Fica falando essas coisas do nada
Gargalhei, balançando a cabeça em descrença. Isso era tão típico de Alis: vir com um discurso a respeito de eu precisar manter minha dignidade só para não demonstrar que havia ficado encabulada. E talvez ela tivesse razão e eu parecesse bobo por falar tão abertamente dos meus sentimentos por ela, mas eu fazia isso porque queria dar o exemplo. Afinal, se eu não contasse sobre como me sentia, por que alguém tão desconfiada como Alison o faria? Além do mais, eu tinha um prazer especial em deixá-la desconcertada. Poucas coisas eram mais satisfatórias que vê-la toda coradinha, desviando o olhar para não ser pega sorrindo por causa de algo que eu havia dito.
Fingir que tenho dignidade? Eu super tentaria, mas preciso de um incentivo primeiro, porque não faço nada de graça
Pra sua sorte, hoje estou bondoso e só vou cobrar um beijo seu
Ou quem sabe cinco ;)
Já estou segurando o riso de antemão pela réplica que ela vai me enviar, e não sou desapontado:
Pensando bem, é melhor encarar logo de uma vez o fato de que você não tem dignidade, né?
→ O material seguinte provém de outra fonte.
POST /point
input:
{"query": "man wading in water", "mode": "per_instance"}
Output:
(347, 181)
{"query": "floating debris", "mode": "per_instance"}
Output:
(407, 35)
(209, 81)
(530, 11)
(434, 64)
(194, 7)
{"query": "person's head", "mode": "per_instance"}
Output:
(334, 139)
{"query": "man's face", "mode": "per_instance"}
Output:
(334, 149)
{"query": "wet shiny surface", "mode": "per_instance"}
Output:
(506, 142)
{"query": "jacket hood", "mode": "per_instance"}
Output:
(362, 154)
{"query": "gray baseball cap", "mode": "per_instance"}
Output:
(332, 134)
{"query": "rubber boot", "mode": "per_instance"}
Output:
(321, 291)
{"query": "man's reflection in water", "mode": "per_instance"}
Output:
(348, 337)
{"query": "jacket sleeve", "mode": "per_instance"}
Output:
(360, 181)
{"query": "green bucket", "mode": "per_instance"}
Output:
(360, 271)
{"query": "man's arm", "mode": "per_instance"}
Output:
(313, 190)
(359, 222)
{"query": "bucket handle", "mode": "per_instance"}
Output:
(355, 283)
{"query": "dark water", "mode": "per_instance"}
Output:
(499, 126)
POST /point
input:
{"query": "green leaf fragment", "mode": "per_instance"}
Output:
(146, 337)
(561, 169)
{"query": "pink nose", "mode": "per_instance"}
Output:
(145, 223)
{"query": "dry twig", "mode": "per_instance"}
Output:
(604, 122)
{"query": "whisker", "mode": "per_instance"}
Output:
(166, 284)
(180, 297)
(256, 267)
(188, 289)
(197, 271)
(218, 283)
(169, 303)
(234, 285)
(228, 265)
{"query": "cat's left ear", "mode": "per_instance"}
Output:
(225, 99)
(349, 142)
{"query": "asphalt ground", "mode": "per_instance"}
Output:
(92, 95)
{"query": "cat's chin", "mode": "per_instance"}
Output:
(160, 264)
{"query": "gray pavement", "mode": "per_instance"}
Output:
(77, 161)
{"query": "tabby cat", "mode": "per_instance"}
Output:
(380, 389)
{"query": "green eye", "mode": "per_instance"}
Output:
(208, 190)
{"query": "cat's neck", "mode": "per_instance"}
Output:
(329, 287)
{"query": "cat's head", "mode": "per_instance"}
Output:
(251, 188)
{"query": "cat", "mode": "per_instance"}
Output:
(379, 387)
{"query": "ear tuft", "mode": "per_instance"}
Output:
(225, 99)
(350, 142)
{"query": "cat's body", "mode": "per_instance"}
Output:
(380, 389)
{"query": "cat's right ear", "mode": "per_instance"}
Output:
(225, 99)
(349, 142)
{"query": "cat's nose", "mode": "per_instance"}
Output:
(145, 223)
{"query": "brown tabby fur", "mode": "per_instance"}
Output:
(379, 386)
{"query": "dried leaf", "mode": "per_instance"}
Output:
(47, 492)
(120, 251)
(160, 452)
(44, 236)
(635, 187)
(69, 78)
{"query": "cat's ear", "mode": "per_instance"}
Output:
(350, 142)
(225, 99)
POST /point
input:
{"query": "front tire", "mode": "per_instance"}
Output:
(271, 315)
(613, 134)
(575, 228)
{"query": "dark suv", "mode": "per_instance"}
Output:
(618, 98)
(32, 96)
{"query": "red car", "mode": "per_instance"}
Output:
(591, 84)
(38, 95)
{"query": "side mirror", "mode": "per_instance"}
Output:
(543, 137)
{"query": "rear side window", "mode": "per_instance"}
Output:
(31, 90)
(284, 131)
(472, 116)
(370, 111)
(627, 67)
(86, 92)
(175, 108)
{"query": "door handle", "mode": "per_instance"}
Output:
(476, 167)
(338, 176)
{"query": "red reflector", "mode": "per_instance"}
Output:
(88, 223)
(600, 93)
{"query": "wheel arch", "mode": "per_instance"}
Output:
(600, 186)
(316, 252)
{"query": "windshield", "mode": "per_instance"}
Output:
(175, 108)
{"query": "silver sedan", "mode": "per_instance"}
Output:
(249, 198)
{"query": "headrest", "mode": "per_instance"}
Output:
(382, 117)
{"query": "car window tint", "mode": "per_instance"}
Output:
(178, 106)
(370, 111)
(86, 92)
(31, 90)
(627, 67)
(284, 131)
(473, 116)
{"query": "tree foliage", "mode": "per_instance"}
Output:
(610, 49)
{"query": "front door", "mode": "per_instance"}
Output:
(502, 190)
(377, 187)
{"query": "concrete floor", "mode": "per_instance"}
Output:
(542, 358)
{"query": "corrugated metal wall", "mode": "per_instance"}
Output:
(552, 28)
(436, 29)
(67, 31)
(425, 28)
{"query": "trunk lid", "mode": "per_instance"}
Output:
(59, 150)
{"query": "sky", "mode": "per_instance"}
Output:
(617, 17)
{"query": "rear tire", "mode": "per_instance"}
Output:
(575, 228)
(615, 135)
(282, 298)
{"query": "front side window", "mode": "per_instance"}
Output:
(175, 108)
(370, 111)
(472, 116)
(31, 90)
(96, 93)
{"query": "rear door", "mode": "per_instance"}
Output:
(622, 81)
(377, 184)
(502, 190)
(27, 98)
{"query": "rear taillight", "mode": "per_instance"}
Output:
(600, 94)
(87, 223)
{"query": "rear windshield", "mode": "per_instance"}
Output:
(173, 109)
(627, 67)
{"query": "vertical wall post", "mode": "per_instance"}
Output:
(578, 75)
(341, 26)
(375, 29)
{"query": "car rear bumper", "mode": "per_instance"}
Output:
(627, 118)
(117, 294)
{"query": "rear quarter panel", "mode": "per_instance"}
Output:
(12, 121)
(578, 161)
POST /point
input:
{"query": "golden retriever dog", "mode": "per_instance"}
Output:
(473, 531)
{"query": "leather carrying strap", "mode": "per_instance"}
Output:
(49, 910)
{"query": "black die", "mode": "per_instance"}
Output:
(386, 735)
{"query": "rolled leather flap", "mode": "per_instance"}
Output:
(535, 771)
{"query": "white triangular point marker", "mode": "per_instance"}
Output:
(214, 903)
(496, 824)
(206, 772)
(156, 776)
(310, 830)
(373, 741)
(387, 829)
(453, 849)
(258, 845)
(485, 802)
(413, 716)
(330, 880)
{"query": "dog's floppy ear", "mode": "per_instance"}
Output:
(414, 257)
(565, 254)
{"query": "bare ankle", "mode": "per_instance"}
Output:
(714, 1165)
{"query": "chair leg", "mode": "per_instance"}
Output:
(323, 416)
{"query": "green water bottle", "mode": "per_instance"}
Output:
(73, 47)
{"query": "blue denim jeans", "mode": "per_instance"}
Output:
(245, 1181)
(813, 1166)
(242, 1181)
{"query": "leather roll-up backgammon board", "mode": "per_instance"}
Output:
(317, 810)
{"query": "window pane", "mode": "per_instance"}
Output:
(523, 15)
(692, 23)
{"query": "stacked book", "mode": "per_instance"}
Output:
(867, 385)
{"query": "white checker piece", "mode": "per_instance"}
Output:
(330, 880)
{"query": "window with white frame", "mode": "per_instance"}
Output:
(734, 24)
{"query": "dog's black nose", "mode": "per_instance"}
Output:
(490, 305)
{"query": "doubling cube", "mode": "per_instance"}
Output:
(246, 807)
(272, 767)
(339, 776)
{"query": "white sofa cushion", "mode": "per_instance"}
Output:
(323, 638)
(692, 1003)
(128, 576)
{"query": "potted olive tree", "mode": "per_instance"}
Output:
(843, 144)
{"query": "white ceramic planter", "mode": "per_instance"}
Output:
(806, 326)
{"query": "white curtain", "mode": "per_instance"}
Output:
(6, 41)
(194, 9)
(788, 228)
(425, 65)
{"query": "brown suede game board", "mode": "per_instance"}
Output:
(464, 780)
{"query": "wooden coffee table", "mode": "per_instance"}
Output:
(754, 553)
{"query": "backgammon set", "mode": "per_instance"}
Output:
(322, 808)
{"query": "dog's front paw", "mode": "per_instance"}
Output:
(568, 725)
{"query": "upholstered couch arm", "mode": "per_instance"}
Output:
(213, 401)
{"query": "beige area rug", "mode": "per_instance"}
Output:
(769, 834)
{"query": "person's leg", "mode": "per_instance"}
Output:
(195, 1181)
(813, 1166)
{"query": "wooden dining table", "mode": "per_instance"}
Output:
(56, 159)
Afinal, eu sempre fui a favor de aceitar as pessoas como elas são 🙏🏽
— Espertinha — murmurei, antes de avistar a lustrosa e conhecida Land Rover preta dirigida pelo motorista da minha família vindo em minha direção. Guardo o telefone de volta no bolso e estico o braço para puxar a maçaneta da porta, adentrando no veículo logo em seguida.
— E então, senhor LeBlanc? Se livrou do gesso? — Steve perguntou, olhando para mim pelo retrovisor.
Eu ergui o braço para mostrar que o gesso tinha ido embora.
— Você sabe que eu sou duro na queda, Steve — falei, colocando o cinto de segurança. — Agora já estou pronto pra outra.
Ele deu uma risada, assentindo.
— Para onde vamos agora? Tem mais algum compromisso marcado para hoje?
— Na verdade, sim. Estamos indo para casa — respondi, descansando a cabeça no encosto de couro do banco. Recordações do que Alison e eu costumávamos fazer durante as tardes de dias como esse encheram a minha mente, e senti um sorriso involuntário se formar em meus lábios. — Hoje é terça-feira. E às terças, eu e a minha garota temos um compromisso marcado com o karaokê.